In the master plan community of Shaker Heights, Ohio, conformity is key. Mia Warren – an artist and single mother – arrives with her teenage daughter, Pearl, on the promise that she will stay in one place until Pearl graduates. In order to enroll her daughter in Shaker Heights’ award-winning school district, Mia rents the top floor of a duplex from Elena Richardson and takes a part-time job at a local Chinese restaurant.
Elena grew up in Shaker Heights and gladly lives her life in the structures of its rules. Her only deviations are (a) her job as a reporter for the community paper and (b) her youngest daughter, Izzy, who wears all black and is generally described by Elena’s other three children as odd. Over time, the lives of Elena’s four children and that of Mia’s daughter overlaps as Pearl befriends Elena’s youngest son, Moody.

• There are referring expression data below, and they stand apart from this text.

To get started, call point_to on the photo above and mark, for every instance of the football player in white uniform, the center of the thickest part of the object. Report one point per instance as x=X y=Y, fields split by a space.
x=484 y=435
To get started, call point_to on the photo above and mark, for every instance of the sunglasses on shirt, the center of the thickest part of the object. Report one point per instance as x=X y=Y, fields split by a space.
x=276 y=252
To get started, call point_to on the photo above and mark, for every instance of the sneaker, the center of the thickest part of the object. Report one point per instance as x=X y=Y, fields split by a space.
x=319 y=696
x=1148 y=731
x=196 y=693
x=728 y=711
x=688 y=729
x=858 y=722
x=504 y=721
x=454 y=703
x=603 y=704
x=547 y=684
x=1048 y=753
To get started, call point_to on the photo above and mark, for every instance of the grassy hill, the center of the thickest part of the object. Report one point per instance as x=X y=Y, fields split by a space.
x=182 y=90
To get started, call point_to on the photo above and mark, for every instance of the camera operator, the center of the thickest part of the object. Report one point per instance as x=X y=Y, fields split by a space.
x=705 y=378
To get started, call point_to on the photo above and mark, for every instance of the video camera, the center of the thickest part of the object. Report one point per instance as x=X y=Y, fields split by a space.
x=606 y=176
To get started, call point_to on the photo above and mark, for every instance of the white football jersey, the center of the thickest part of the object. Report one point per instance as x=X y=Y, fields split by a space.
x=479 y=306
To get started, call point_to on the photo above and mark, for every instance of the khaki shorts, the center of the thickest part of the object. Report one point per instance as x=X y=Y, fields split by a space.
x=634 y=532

Elena is fine with the friendships between the five children; she genuinely believes she and her children can offer Pearl stability and life experiences that Mia cannot. And her self-described bleeding heart leads her to offer Mia a job cleaning the Richardsons’ home so Pearl can have been more stability in her life.

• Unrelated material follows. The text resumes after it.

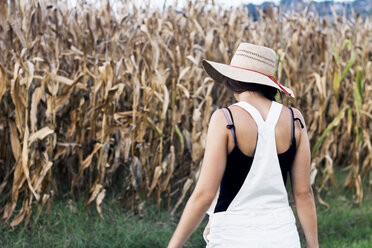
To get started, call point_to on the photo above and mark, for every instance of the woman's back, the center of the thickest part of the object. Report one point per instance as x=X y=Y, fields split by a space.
x=246 y=128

But she becomes suspicious of Mia when she learns Mia served as a conduit of information to bereaved birth mother of the Chinese-American baby that Elena’s friends are attempting to adopt. Determined to uncover Mia’s motives – and explain why Mia and Pearl are featured in a photograph by a famous photographer at the Cleveland Art Museum – Elena launches an investigative campaign that threatens to unravel the lives Mia and Elena have built for their children.
I went into this novel with diminished expectations. I toted my hardback copy to Philadelphia with plans to read it on my return flight, and its presence caught the attention of my Taiwanese-American friend whose apartment I was staying in. After inquiring if I had read it, she avoided spoilers and merely said that while she appreciated the exploration of what it means to be Chinese-American, she felt it didn’t live up to Ng’s 2014 novel, Everything I Never Told You.

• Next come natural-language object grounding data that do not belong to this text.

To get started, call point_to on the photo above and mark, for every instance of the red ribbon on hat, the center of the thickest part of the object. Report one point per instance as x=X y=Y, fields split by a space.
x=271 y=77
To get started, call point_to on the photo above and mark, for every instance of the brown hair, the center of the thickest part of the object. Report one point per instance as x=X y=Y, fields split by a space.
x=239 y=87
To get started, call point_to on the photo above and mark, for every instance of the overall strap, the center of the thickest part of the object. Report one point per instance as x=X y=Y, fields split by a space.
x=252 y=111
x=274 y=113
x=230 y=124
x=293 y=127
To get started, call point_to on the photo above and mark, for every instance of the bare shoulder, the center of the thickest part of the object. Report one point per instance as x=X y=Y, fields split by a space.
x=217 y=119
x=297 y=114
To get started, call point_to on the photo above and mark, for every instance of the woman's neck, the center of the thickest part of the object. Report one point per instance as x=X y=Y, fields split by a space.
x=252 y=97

I loved that particular book, and I remember eagerly searching out time to read the novel. With Little Fires Everywhere, I was fortunate to have nearly six hours to devote to reading the novel thanks to a delayed flight, and I certainly felt a pull to keep reading by the unfolding events.
Yet, I would have to agree with my friend. Cross-racial adoption and the importance of white parents encouraging identity exploration has always been an intriguing topic to me. But I was disappointed with the in-your-face-way that Ng chose to explore this topic.
As I recall, her previous novel contained a more nuanced exploration of what it means to be Chinese-American. This one rested more on purchasing non-white dolls, learning the language, and tone-deaf answers by white parents who think visiting a Chinese restaurant is enough exposure for their adopted child. This debate looms large over the events of the novel, but it is a debate that forces people to play roles based on their race or their connection to the case.
Which only serves to stress how much Ng’s characters are stilted, cardboard cutouts. Elena gave up a promising career for motherhood and now resents women who bucked the trends that she decided to follow. Pearl is caught in the tumult of her mother’s choices, but she still manages to be the perfect student and daughter. Trip is the star athlete who falls for the geeky girl while Elena’s oldest daughter is a seemingly vapid airhead who tries to hide from the ramifications of her difficult choice by using Pearl’s name.
It’s the characters that sunk the novel for me. I enjoyed reading it; the pacing was strong, and the story starts with an intriguing reaction by Izzy to then an unknown event that kept me happily distracted from multiple flight delays. But it was a disappointing follow-up with Ng’s first novel, and I felt I couldn’t to give it anything higher than a 3 on GoodReads.